B) Énoncés et langage.

Nous pouvons déjà dire que le signifié des mots n’est pas seulement considéré dans le sens littéral de l’énoncé mais qu’il dépend aussi de l’ensemble des conditions sociologiques, psychologiques, professionnelles, de sa production. Autant que possible, nous essayons de rendre justice de l’indétermination du sens et du caractère ouvert de certains concepts en faisant plusieurs propositions d’interprétation des énoncés isolés. La flexibilité du langage et des sens possibles nous amène à faire des distinctions sur la valeur significative des énoncés. Nous sommes proche d’une analyse sémantique dans le sens où nous nous efforçons de comprendre les principes de la « pensée des enseignants car ces derniers n’ont pas toujours une façon rationnelle d’expliquer leur action »144 d’enseignement, alors que les traces écrites sont un langage plus rationnel qu’affectif. Par exemple, les énoncés de l’enseignante d’expérience n° 21 (leçon 7, situation d’apprentissage 4) sont économiques : « évaluation.
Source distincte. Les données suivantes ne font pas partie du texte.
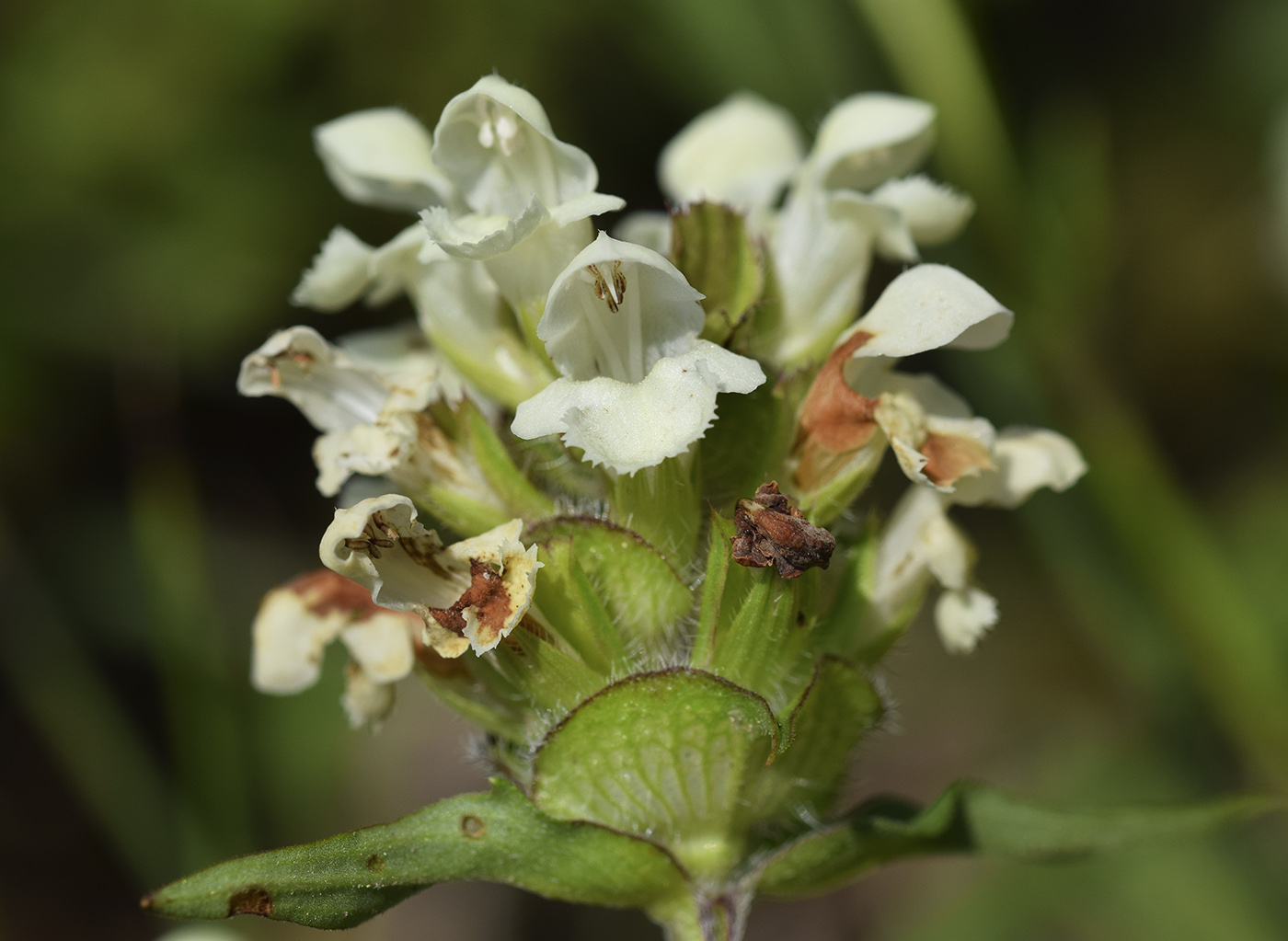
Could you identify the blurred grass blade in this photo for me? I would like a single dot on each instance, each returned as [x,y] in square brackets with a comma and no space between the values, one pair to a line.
[498,835]
[201,703]
[979,819]
[83,724]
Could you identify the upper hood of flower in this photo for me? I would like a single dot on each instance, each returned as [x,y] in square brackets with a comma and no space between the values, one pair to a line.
[741,154]
[382,157]
[496,144]
[929,306]
[868,138]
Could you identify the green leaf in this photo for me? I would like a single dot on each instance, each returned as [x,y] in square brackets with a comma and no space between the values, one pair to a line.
[500,471]
[839,708]
[975,818]
[498,835]
[665,754]
[760,647]
[711,248]
[719,560]
[569,600]
[641,592]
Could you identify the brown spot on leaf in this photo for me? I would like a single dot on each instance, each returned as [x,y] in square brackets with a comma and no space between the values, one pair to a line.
[487,595]
[473,827]
[773,532]
[949,457]
[251,901]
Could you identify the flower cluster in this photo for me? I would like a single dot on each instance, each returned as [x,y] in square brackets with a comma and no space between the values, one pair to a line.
[564,383]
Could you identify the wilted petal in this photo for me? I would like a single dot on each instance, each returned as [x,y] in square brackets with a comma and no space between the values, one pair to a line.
[740,154]
[933,212]
[869,138]
[364,701]
[1027,460]
[298,619]
[929,306]
[339,274]
[962,617]
[496,144]
[382,157]
[473,592]
[634,425]
[931,432]
[337,389]
[370,450]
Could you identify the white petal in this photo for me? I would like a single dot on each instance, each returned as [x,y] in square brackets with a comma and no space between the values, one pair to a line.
[740,154]
[396,265]
[929,306]
[403,574]
[370,450]
[822,251]
[648,228]
[869,138]
[634,425]
[289,640]
[1027,460]
[588,334]
[330,387]
[478,237]
[364,702]
[918,544]
[382,157]
[496,144]
[382,645]
[934,212]
[338,276]
[962,617]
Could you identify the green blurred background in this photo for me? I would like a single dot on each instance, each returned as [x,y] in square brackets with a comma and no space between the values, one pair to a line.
[160,197]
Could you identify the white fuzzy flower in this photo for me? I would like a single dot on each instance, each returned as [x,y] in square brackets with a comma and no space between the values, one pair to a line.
[382,157]
[530,195]
[638,386]
[470,593]
[741,154]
Jeu défensif → système de défense (5/1 et 4/2) → IND → harcèlement → replacement → solution sur interception ». Ainsi planifie-t-elle son intention d’évaluer ses élèves dans deux systèmes de défense en axant le jeu sur l’activité des joueurs en défense, ordonnant aussi des actions. « IND » implique une défense individuelle qui sera active car il s’agit là d’harceler l’adversaire, de se replacer, etc.
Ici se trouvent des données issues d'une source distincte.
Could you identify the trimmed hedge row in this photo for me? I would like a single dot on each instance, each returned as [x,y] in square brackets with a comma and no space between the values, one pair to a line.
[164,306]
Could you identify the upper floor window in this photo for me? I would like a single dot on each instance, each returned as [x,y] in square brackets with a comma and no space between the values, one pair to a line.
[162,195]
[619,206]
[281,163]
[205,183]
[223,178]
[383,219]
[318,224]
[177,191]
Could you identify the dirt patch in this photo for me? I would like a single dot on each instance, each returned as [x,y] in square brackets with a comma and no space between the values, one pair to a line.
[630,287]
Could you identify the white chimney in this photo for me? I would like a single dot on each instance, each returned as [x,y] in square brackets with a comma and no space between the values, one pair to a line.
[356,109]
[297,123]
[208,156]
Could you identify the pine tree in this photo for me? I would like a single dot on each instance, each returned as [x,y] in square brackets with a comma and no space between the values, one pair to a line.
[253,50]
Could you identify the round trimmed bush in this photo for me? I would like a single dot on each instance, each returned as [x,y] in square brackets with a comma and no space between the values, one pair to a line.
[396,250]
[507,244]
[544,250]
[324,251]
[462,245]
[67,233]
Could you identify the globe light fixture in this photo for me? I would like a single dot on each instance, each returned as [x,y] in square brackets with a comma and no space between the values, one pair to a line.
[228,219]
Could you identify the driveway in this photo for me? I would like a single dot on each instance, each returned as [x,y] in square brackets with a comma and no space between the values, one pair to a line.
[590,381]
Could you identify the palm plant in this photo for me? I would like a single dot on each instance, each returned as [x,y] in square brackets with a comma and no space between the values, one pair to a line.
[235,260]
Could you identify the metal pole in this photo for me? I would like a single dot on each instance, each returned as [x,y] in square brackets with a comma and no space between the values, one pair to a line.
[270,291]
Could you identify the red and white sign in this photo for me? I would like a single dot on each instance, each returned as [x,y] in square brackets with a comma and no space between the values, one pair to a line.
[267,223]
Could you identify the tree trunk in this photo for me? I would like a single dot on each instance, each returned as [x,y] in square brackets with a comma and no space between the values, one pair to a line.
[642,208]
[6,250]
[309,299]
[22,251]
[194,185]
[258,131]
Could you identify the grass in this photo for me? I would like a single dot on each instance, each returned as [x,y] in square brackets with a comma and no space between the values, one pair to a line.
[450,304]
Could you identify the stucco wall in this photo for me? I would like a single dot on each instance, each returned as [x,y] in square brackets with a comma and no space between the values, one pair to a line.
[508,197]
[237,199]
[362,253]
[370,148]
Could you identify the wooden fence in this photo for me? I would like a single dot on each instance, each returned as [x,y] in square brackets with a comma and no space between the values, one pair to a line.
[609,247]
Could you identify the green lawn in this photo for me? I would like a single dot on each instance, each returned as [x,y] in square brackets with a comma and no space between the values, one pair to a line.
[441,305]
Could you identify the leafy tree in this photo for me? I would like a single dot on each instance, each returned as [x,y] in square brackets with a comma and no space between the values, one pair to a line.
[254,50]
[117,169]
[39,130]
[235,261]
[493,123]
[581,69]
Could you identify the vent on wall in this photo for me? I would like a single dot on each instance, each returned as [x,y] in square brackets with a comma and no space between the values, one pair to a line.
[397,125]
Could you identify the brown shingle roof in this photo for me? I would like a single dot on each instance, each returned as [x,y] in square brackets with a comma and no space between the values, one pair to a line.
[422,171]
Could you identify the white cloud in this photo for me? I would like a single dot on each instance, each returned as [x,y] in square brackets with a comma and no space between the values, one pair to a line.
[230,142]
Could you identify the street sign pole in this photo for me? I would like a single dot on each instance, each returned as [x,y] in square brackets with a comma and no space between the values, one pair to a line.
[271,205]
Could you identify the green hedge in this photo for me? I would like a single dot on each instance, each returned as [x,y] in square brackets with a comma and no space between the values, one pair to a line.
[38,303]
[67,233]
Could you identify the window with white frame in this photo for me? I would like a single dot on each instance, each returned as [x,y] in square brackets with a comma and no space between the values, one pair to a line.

Le langage parle aussi telle une façon d’agir ; le langage professionnel le montre de manière exemplaire. Ainsi, l’énoncé « passe-moi le marteau » et l’énoncé « défense 5/1 ; harcèlement » provoquent, incitent, suggèrent, ordonnent, proposent une action à faire. Telle est sa finalité performative ; déposé dans les écrits de planification, le langage professionnel possède une charge énonciative implicite. Comme toutes langues, ces expressions propres à une profession auraient « comme origine première l’effort de l’humanité pour représenter la « pensée » »145. Il s’agit dès lors non seulement de comprendre les significations établies de cette langue mais aussi de les remettre en cause : « le sens n’est pas autre chose qu’une interrogation permanente »146. Il resterait enfin à savoir si les énoncés de ce discours intérieur que se tiennent les enseignants soient particuliers c'est-à-dire propres à chacun.

Notes
144.

Tochon, F.V. (1990). Déjà cité. (p.160).

145.

Ducrot, O. (1991). Dire et ne pas dire. Principes de sémantique linguistiques. (3ème éd). Paris : Hermann Éditeurs des sciences et des arts. (p. 1).

146.

Zarifian, P. (2000). L’apprentissage par les événements entre « sens » et « signification ». ». In J.M. Barbier, & O. Galatanu, Signification, sens, formation (pp.167-185). Paris : PUF. (p.179).